LongCoder: Open-Source Model for Code Completion with Long Code Input

Introduction

Code completion is a task that aims to generate the next token or statement given a partial code input. It is widely used in modern integrated development environments (IDEs) and code editors to assist programmers in writing code. Code completion can help programmers save time, avoid typos, and discover new APIs or libraries.

However, most existing code completion models are based on standard Transformer models, which have limitations in handling long code input. Transformer models use self-attention mechanism to compute the relevance between every pair of tokens in the input sequence. This mechanism has two drawbacks: (1) it has quadratic complexity with respect to the sequence length, which makes it computationally expensive and memory-intensive for long sequences; (2) it treats every token equally, which may result in noise or redundancy for long sequences.

To overcome these limitations, researchers from Microsoft Research Asia and University of California San Diego proposed a new model, which is a long-range pre-trained language model for code completion. This new Model is called 'LongCoder'.

What is LongCoder?

LongCoder is a sparse Transformer model that can handle long code input for code completion tasks and capture both local and global information. It employs a sliding window mechanism for self-attention and introduces two types of globally accessible tokens - bridge tokens and memory tokens - to improve performance and efficiency.

Key Features of LongCoder

LongCoder has several key features that make it a novel and effective model for code completion tasks.

LongCoder can handle long code input up to 4,096 tokens, which is much longer than previous models that can only handle up to 512 tokens.
LongCoder can capture both local and global information in the code using a sliding window mechanism and bridge tokens. It can also memorize important statements using memory tokens.
LongCoder is pre-trained on a large-scale corpus of Python code from GitHub repositories using masked language modeling (MLM) objective. It can leverage the general knowledge and syntax of Python code learned from pre-training.
LongCoder can be fine-tuned on specific code completion tasks using different datasets.

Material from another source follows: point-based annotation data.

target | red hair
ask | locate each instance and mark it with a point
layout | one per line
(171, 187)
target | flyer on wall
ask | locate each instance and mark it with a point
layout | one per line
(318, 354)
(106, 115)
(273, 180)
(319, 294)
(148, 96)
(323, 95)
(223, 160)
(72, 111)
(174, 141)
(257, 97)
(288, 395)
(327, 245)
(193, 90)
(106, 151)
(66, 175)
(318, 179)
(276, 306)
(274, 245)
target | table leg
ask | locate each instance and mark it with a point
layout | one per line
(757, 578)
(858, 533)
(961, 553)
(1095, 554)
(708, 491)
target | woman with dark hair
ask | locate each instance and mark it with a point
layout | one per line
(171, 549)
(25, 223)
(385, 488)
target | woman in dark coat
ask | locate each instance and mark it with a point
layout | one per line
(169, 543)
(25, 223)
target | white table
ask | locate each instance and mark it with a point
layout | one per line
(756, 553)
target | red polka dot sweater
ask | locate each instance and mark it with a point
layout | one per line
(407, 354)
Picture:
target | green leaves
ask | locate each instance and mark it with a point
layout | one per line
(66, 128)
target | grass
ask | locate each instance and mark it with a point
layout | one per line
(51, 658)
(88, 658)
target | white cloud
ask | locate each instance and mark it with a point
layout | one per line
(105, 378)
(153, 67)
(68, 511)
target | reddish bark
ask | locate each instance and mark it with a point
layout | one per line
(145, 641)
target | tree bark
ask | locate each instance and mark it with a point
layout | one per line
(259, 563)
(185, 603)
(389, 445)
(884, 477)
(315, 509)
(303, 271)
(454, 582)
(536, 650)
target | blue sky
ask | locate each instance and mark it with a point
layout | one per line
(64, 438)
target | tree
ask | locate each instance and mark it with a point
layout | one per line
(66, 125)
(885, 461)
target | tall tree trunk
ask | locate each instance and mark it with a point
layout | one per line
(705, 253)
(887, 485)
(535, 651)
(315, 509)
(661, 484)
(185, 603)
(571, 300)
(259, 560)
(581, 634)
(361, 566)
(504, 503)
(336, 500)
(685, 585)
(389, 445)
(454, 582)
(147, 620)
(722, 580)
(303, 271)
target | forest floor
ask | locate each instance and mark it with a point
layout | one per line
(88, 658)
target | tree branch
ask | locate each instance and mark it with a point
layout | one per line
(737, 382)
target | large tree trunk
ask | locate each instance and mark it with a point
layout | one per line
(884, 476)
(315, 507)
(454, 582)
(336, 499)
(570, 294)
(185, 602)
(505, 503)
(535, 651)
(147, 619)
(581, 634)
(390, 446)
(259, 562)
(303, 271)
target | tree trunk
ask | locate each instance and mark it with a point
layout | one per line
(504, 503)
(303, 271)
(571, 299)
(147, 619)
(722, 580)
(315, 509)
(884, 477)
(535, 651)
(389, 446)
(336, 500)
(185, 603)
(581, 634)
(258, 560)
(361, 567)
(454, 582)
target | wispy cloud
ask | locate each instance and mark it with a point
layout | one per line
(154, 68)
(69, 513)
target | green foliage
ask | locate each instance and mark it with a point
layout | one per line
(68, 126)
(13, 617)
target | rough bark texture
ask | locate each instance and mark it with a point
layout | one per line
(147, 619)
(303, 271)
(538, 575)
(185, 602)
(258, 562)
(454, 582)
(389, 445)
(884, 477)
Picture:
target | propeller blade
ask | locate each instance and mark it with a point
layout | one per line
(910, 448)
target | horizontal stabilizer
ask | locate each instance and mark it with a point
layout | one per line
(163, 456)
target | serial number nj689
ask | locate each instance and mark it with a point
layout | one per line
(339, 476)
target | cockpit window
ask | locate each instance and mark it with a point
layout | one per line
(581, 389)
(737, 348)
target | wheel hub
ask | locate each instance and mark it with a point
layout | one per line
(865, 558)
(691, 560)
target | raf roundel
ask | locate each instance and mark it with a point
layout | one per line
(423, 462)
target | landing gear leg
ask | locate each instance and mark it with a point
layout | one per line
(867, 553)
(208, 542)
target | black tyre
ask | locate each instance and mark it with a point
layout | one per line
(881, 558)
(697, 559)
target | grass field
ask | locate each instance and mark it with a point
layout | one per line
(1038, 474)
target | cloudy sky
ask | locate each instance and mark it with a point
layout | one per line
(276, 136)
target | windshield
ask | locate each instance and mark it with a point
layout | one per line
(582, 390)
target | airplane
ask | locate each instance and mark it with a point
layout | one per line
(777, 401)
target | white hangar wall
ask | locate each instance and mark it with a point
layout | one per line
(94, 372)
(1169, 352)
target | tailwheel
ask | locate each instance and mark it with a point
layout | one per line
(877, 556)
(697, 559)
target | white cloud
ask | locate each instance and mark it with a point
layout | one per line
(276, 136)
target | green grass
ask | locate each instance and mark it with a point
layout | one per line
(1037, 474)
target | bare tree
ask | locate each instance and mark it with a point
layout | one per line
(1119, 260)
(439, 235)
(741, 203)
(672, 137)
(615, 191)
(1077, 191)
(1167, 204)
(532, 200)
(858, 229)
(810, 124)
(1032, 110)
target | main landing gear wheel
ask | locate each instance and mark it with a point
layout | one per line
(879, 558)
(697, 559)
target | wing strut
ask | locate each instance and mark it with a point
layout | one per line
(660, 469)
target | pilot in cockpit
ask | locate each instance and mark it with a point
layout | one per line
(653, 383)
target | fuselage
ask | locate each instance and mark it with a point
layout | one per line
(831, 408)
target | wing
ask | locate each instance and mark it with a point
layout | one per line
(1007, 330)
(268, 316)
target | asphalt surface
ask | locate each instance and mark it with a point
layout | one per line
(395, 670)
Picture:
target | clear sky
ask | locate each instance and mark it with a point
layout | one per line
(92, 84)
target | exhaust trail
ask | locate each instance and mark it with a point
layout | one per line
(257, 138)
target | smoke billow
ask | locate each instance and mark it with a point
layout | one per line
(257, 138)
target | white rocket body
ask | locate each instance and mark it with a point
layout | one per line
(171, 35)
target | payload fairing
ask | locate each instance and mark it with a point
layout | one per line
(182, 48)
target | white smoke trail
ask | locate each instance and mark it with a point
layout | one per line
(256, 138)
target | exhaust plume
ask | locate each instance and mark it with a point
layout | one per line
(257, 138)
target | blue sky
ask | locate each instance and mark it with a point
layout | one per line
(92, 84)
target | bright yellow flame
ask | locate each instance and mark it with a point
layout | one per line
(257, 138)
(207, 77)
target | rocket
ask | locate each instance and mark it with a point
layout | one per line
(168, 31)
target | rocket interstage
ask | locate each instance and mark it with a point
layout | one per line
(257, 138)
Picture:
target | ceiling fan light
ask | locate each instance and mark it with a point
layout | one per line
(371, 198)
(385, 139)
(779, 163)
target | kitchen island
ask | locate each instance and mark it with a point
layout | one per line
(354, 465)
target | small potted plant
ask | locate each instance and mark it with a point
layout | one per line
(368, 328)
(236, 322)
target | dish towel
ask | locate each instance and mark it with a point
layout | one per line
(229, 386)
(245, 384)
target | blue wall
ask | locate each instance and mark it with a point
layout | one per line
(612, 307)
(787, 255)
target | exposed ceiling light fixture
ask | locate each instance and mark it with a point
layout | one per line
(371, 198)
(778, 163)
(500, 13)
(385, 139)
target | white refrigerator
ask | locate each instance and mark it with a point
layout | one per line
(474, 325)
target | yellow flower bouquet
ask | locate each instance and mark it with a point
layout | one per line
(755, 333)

It can adapt to different domains and scenarios of code completion.
LongCoder achieves superior performance on code completion tasks compared to previous models while maintaining comparable efficiency in terms of computational resources during inference.

Capabilities/Use Cases of LongCoder

LongCoder can be used for various code completion tasks, such as:

Token-level code completion: given a partial code input, generate the next token that is most likely to follow.
Statement-level code completion: given a partial code input, generate the next statement that is most likely to follow.
Code refinement: given a partial or incorrect code input, generate the correct or improved code output.
Code suggestion: given a partial or incomplete code input, generate multiple possible code outputs that can complete or extend the input.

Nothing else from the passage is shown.